We begin with a murder. Then the opening scenes of the book’s first part introduce us to Alice Blake, the newly appointed head of security from Earth, on her way to the station that will be her new home. Alice’s scenic transfer to the station reminded me of similar moments in classic science fiction novels, where the writer uses the moment to seduce the reader with a rich description of their space vista, their futuristic technology and the sense of wonder that comes with both. Brookmyre clearly knows this expectation and uses the opportunity to give the reader enough of Alice’s context and background, but he also makes use of the characters around her to bring his own take to the situation. The building irritation and prejudice of the moment are deftly conveyed, demonstrating that Alice’s high status in her post will mean she is to encounter opposition.
This is also the moment where we begin to get a detailed understanding of Brookmyre’s mesh technology, a personal Google, accessible with a thought, the system has been around for a long time. We meet the architect of the technology and its perceived limitations are carefully described, setting up part of the plot for later.
Brookmyre’s second protagonist is a CdC detective, Nikki Freeman, known on the station as ‘Nikki Fixx’. As an insider to the corrupt society of the space station, she provides a counter point to Alice, allowing us to explore the station’s underbelly and get a visceral sense of the dystopia behind the purpose of the CdC. This is where Brookmyre populates the world of the novel and again, we get a sense of the meticulous thought that has gone into depicting this space society future. The multi-cultural and multi-racial society has an international character, reminiscent of places in our modern world that are diverse and comfortable with themselves. But there is also a fragility and tension at the heart of everything, ready to build and explode, should the story require it.

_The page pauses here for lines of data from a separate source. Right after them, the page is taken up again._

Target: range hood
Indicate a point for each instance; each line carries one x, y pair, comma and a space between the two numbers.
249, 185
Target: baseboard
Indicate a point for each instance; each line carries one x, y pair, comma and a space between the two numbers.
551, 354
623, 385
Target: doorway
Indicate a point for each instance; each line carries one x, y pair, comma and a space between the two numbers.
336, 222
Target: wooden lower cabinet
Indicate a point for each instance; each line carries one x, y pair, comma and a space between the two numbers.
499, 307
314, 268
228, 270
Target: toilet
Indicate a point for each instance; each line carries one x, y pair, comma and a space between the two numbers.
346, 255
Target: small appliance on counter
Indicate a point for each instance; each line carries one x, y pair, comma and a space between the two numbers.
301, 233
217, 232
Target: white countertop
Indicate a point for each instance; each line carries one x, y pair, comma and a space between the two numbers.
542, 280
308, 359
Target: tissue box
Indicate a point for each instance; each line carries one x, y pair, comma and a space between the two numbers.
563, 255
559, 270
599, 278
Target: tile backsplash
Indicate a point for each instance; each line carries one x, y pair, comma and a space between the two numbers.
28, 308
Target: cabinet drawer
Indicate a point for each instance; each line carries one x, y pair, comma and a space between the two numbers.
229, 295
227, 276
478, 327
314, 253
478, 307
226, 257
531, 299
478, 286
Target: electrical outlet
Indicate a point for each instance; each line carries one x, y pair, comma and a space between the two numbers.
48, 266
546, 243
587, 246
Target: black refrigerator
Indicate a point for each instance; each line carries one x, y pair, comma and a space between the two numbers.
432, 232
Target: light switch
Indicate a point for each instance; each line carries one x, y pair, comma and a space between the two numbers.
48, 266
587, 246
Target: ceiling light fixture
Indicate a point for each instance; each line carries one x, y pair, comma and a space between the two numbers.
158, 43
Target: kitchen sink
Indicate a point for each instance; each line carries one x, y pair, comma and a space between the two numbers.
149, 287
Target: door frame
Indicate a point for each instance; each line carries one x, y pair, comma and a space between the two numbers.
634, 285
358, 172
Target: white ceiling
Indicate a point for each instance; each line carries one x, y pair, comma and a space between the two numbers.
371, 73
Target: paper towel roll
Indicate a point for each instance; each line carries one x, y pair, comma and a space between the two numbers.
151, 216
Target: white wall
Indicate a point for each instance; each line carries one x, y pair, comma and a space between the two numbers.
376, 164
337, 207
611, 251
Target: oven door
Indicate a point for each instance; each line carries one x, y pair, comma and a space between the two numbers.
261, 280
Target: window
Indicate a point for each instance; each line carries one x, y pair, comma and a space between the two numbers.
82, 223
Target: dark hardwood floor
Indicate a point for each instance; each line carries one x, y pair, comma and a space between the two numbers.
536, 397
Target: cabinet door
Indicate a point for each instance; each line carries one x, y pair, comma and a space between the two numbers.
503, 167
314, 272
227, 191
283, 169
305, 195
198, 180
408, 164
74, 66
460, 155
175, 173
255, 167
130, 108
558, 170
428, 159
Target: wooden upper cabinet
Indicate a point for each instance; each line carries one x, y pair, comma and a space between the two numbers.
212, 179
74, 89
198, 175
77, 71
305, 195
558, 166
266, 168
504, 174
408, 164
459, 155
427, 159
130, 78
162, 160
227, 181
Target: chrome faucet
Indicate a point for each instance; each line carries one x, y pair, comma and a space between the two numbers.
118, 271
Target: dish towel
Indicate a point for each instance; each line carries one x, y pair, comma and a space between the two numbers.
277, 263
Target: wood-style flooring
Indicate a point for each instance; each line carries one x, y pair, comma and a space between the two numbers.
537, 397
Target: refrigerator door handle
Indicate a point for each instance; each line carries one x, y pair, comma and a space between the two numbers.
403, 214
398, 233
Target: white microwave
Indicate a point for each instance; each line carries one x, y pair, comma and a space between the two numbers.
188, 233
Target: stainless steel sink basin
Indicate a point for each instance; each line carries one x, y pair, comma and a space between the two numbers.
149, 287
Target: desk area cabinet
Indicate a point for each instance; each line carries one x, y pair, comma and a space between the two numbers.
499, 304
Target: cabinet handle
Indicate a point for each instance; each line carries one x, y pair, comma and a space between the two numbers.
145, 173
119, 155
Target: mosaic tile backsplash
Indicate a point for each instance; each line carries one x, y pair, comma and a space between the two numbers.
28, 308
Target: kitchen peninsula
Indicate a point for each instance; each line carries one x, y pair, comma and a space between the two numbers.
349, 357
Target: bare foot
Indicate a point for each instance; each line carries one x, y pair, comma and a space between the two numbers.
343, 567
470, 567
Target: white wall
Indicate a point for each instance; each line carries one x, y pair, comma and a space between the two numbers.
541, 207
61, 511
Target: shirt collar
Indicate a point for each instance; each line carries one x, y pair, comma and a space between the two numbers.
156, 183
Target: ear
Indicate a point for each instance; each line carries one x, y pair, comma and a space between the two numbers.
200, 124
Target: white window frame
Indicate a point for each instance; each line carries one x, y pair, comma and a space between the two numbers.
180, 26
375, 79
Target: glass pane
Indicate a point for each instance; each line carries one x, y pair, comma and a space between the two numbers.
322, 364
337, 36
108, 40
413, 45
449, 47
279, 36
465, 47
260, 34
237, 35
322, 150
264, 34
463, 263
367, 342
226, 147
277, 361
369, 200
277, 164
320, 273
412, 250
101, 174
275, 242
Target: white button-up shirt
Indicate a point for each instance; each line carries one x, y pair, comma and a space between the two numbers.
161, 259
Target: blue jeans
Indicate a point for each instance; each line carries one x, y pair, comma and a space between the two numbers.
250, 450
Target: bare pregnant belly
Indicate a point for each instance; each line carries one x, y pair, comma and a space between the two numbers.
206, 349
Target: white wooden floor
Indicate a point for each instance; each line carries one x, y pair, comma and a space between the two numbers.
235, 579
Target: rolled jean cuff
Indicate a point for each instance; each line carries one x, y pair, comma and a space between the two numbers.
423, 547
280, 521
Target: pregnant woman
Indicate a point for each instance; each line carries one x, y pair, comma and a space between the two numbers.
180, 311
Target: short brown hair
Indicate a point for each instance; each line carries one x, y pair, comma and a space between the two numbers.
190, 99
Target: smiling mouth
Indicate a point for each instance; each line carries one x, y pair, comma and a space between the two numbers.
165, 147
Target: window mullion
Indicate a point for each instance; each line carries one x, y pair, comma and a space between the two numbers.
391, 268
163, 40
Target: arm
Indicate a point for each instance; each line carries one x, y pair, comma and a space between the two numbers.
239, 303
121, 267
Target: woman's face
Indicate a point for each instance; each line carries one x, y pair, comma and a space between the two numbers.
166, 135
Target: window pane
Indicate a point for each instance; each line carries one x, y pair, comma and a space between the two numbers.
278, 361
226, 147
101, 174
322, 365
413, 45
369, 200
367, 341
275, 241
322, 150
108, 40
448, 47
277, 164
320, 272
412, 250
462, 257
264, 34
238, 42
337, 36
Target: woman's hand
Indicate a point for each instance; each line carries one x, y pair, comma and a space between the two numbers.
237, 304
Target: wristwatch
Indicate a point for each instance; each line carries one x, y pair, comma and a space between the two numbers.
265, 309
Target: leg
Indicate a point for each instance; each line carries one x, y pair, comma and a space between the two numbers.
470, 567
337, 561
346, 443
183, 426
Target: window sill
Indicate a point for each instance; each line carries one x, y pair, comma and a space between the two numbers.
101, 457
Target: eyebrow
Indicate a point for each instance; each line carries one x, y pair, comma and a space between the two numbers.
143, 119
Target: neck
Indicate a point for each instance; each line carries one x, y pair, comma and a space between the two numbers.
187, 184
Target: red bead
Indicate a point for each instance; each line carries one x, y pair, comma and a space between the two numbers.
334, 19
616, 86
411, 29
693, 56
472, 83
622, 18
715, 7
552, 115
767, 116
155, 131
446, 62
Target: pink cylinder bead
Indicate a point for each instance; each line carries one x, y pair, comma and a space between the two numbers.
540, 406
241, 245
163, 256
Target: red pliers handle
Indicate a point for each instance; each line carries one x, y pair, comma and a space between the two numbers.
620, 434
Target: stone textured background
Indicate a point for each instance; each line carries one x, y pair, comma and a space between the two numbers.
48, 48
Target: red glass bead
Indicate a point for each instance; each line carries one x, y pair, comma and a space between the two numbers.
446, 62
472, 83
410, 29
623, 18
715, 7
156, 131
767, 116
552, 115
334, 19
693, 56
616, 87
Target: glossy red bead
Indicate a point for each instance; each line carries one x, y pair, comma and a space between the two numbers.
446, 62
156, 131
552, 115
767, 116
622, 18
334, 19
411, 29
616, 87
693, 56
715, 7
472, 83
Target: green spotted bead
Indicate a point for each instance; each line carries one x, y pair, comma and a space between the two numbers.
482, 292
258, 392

As the murder investigation develops, the two characters become unlikely allies. Again, Brookmyre handles this deftly, balancing the distrust and agendas of both. Nikki and Alice are uneasy around each other, their missions both compliment and contradict as they struggle to learn the truth behind what is happening on the station.
Brookmyre handles the revelations carefully to ensure each bit of new information does not completely sate the reader’s hunger and keeps you turning the pages to the end. Whilst the pace quickens, it does not spiral out of control, and you never get the sense that the writer is losing his command of the story.
Places in Darkness is an excellent science fiction thriller. I look forward to seeing Chris Brookmyre return to the world of Alice Blake, Nikki Freeman and the CdC.